Christian et ses deux filles montent l’escalier d’un immeuble quand ils se rendent dans le quartier a priori malfamé : il est en colimaçon et la caméra colimaçonne, donnant le tournis, car pour le conservateur du musée, cette marche n’a rien de naturel, c’est même une démarche. A d’autres moments, nombreux, Christian se retrouve temporairement démuni et contraint de demander de l’aide à ses congénères, le plus souvent en vain, et l’un d’eux se déroule en contre-bas d’un ensemble d’escalators. Et là encore, l’image cristallise la multitude, les entrelacs de nos vies, et l’on se souvient qu’elle a une jumelle dans Cemetery of Splendour (Apichatpong Weerasethakul, 2015).

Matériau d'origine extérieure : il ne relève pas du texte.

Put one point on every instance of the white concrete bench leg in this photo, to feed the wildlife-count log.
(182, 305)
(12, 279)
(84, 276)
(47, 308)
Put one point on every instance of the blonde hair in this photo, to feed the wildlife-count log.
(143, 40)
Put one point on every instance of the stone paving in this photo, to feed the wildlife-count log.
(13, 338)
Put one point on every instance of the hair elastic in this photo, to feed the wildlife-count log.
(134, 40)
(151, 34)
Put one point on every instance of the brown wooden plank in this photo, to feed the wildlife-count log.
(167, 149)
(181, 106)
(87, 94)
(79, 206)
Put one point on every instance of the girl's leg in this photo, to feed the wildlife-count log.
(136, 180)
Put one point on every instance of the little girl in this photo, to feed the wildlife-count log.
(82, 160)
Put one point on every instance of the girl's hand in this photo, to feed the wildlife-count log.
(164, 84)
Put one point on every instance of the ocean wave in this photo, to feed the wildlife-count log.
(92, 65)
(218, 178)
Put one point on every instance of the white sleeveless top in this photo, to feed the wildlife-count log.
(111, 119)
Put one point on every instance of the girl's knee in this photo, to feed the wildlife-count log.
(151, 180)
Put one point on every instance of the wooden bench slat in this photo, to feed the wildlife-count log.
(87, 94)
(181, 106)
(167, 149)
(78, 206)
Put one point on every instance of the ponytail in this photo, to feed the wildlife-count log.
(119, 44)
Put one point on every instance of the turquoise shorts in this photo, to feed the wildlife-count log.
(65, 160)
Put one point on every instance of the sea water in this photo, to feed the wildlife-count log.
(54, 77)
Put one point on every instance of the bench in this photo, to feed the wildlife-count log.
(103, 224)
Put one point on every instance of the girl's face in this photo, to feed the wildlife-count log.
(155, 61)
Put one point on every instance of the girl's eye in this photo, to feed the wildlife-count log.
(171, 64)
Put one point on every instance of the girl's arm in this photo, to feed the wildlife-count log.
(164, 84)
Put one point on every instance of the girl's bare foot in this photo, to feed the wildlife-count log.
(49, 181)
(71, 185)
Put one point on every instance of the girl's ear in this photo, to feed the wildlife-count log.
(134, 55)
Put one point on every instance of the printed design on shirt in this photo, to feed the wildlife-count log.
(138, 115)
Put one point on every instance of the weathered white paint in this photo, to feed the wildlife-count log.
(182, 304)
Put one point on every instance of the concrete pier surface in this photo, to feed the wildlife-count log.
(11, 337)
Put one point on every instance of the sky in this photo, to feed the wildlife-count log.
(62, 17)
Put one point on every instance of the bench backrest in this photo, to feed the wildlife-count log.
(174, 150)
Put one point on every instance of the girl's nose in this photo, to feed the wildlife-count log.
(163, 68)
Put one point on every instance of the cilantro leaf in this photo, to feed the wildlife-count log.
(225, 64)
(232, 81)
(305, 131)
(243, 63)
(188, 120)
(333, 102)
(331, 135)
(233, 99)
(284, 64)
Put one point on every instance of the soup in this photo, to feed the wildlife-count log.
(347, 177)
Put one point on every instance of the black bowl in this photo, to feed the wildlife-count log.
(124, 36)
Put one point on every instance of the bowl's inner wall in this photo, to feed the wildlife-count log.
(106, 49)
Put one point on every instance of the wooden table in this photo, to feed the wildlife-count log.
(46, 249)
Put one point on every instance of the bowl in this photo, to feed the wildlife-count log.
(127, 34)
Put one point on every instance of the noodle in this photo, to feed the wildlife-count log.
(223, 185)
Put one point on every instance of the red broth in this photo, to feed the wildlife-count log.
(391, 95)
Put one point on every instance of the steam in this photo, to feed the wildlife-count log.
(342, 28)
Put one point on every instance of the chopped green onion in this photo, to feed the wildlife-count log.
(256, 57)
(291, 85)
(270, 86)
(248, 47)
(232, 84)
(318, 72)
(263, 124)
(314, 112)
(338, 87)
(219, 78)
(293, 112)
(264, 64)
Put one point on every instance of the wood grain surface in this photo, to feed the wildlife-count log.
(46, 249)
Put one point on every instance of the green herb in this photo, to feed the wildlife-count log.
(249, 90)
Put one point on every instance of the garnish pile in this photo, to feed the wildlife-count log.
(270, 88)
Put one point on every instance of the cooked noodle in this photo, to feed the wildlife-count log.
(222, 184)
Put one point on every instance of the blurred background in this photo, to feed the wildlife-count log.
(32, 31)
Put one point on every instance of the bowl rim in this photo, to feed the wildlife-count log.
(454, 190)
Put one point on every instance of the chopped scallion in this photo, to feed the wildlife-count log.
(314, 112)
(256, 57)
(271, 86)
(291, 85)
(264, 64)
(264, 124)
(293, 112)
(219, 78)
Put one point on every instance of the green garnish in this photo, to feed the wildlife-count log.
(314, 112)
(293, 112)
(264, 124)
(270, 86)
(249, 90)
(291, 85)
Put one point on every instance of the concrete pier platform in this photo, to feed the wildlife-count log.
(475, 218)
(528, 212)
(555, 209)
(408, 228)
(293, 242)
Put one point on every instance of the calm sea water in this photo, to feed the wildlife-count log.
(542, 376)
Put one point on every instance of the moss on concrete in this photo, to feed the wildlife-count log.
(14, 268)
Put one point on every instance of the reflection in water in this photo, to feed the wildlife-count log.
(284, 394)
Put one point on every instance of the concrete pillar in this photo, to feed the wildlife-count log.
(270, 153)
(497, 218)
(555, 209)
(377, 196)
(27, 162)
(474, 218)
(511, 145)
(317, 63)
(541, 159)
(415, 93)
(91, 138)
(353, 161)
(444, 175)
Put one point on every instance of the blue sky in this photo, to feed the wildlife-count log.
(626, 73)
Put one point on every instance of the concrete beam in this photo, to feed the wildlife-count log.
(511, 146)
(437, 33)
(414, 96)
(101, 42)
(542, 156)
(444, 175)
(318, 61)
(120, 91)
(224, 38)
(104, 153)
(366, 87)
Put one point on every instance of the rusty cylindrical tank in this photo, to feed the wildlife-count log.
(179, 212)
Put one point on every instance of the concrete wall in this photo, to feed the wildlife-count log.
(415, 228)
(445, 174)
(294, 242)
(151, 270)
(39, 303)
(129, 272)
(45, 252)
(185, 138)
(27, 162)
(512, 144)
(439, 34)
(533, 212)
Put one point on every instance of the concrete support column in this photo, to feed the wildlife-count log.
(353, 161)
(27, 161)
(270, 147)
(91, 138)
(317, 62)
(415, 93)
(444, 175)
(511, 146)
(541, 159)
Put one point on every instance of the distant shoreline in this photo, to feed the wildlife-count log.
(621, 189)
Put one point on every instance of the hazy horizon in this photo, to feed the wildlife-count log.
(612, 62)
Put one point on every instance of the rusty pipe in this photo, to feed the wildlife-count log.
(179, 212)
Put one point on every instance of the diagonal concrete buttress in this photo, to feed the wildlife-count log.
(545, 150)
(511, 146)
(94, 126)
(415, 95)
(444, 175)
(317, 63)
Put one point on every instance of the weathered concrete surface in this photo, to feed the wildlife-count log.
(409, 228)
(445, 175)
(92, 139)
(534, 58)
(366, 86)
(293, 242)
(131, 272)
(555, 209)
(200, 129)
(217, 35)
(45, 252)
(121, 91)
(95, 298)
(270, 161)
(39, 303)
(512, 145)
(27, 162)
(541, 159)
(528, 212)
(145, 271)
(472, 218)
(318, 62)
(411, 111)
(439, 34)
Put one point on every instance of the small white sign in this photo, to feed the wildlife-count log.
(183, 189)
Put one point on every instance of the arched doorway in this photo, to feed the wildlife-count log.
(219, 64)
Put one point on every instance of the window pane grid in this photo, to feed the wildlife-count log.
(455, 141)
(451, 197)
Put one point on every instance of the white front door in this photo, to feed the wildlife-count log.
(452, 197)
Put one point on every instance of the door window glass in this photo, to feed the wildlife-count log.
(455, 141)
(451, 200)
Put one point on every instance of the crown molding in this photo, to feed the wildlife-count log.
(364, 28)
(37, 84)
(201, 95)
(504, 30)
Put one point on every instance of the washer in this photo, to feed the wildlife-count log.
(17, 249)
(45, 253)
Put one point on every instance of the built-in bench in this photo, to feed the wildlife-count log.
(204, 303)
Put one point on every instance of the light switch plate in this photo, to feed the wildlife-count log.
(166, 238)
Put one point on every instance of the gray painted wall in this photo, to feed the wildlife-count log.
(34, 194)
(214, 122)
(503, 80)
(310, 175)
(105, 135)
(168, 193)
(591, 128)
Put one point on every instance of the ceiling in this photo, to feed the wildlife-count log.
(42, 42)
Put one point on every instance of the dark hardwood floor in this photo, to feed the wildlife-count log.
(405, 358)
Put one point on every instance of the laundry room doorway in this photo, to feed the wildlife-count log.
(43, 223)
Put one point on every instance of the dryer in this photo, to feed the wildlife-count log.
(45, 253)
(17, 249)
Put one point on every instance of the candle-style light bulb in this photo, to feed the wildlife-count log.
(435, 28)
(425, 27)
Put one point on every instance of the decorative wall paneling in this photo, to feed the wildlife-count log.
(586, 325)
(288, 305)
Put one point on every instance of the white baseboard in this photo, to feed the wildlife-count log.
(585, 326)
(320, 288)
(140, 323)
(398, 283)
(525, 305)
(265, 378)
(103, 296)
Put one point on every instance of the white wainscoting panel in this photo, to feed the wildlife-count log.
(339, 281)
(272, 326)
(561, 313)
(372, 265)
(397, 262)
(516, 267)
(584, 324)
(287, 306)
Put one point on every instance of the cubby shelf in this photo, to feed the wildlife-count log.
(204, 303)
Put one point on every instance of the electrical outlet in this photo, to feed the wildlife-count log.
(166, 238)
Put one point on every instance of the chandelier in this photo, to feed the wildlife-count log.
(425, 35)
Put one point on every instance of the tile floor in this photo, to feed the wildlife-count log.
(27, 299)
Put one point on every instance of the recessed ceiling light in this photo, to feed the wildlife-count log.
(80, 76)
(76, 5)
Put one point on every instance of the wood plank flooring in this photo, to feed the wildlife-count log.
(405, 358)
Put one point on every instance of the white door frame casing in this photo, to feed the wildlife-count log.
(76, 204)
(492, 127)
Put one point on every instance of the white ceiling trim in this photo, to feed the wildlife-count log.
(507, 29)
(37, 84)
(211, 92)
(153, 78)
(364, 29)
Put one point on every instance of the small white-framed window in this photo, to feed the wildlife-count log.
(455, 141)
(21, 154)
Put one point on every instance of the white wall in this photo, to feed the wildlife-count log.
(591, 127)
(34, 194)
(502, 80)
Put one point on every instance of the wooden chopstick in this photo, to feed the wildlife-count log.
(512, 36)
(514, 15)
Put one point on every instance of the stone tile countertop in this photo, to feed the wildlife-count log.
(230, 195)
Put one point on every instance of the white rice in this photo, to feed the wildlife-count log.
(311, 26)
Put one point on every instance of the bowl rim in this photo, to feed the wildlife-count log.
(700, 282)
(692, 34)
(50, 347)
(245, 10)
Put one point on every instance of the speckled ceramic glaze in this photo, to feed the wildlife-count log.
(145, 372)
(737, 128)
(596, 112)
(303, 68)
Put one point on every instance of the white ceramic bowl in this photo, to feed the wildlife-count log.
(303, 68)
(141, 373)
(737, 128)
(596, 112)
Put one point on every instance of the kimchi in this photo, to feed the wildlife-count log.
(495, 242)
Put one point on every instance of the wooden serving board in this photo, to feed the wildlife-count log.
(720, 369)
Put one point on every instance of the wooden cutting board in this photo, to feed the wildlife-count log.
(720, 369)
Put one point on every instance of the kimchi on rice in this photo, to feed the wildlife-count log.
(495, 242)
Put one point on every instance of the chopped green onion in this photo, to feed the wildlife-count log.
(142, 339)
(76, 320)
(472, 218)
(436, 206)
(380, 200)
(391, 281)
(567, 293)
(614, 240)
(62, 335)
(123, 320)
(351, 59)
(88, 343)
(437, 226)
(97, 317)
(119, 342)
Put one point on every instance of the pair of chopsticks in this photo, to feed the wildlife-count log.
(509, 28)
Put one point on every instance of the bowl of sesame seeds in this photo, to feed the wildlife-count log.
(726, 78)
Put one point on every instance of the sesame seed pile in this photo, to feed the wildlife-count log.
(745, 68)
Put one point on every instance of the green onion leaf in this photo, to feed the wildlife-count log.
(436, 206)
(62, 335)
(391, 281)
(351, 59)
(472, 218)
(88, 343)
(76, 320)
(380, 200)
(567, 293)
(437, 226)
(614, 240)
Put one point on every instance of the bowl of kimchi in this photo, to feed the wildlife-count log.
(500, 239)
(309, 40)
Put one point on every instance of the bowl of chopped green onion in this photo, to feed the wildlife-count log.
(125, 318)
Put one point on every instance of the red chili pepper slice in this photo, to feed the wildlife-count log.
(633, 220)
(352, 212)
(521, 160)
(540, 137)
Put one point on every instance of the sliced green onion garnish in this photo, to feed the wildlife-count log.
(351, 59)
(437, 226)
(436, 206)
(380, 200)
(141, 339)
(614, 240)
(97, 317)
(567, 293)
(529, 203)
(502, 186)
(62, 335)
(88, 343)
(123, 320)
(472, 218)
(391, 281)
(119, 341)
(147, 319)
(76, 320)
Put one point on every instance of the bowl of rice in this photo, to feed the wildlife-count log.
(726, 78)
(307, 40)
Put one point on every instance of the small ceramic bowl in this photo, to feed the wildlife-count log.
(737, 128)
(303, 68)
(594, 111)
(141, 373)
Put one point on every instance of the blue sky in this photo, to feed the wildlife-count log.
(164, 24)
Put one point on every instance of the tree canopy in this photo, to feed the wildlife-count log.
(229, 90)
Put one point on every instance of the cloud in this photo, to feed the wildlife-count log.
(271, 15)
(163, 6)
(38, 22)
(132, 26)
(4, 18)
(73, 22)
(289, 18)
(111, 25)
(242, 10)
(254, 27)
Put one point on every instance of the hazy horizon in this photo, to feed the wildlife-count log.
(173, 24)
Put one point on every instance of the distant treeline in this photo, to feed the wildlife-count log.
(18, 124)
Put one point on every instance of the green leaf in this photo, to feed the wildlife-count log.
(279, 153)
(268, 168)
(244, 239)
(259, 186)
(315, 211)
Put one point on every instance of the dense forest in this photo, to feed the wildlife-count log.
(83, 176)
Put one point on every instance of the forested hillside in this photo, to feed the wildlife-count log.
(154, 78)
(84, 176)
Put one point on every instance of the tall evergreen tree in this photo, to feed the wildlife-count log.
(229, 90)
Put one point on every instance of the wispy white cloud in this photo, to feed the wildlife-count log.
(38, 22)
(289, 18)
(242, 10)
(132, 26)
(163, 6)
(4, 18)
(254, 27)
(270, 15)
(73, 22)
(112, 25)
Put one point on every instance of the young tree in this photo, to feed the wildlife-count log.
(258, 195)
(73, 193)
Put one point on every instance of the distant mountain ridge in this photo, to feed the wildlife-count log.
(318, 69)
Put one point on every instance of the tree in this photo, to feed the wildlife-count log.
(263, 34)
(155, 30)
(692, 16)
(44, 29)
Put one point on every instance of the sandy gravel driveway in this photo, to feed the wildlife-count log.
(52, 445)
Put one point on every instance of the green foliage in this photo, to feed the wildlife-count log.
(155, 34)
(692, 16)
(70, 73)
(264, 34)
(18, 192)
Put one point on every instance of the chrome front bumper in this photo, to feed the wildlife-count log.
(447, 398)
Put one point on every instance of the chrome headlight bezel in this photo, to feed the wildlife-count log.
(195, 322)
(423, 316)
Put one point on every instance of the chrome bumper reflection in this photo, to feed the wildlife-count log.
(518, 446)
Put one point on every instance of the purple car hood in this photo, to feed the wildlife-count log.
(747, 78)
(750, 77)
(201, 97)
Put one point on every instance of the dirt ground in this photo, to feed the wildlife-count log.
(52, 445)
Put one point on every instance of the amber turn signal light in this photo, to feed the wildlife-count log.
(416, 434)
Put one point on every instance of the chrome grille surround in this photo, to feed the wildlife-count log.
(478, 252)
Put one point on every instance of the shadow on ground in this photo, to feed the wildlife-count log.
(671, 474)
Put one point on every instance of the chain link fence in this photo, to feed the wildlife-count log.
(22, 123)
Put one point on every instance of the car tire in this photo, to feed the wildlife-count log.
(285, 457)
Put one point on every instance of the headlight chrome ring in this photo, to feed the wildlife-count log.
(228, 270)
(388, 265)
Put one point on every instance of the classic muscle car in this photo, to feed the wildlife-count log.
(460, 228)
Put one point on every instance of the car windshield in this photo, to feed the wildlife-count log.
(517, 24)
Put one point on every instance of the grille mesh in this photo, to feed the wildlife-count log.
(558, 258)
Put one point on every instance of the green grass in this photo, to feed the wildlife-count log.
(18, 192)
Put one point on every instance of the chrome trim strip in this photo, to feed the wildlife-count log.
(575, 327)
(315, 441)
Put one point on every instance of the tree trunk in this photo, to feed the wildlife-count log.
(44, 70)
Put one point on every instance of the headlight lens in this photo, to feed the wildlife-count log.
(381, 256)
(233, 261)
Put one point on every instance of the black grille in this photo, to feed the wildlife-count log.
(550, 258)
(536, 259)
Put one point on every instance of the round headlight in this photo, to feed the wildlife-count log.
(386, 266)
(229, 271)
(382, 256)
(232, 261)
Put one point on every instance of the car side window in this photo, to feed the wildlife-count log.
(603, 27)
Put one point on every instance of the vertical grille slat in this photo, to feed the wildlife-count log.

Cemetery of Splendour d’Apichatpong Weerasethakul
Lors de le scène mémorable de la performance greffée à un dîner mondain, imitation jusqu’au-boutiste d’un gorille, une voix s’adresse en amont aux invités et leur conseille de «ne pas bouger, se cacher au sein du troupeau, en espérant que quelqu’un d’autre devienne la proie». Rester ou non dans le «carré», sortir ou non du range, si Ruben Östlund ne décide pas pour nous, il aura proposé un ensemble vertigineux et réjouissant de pistes de réflexions.
THE SQUARE (Suède-Allemagne-France-Danemark, 2017), un film de Ruben Östlund, avec Claes Bang, Elisabeth Moss, Christopher Laesso, Terry Notary, Dominic West… Durée : 2h22. Sortie en France le 18 octobre 2017.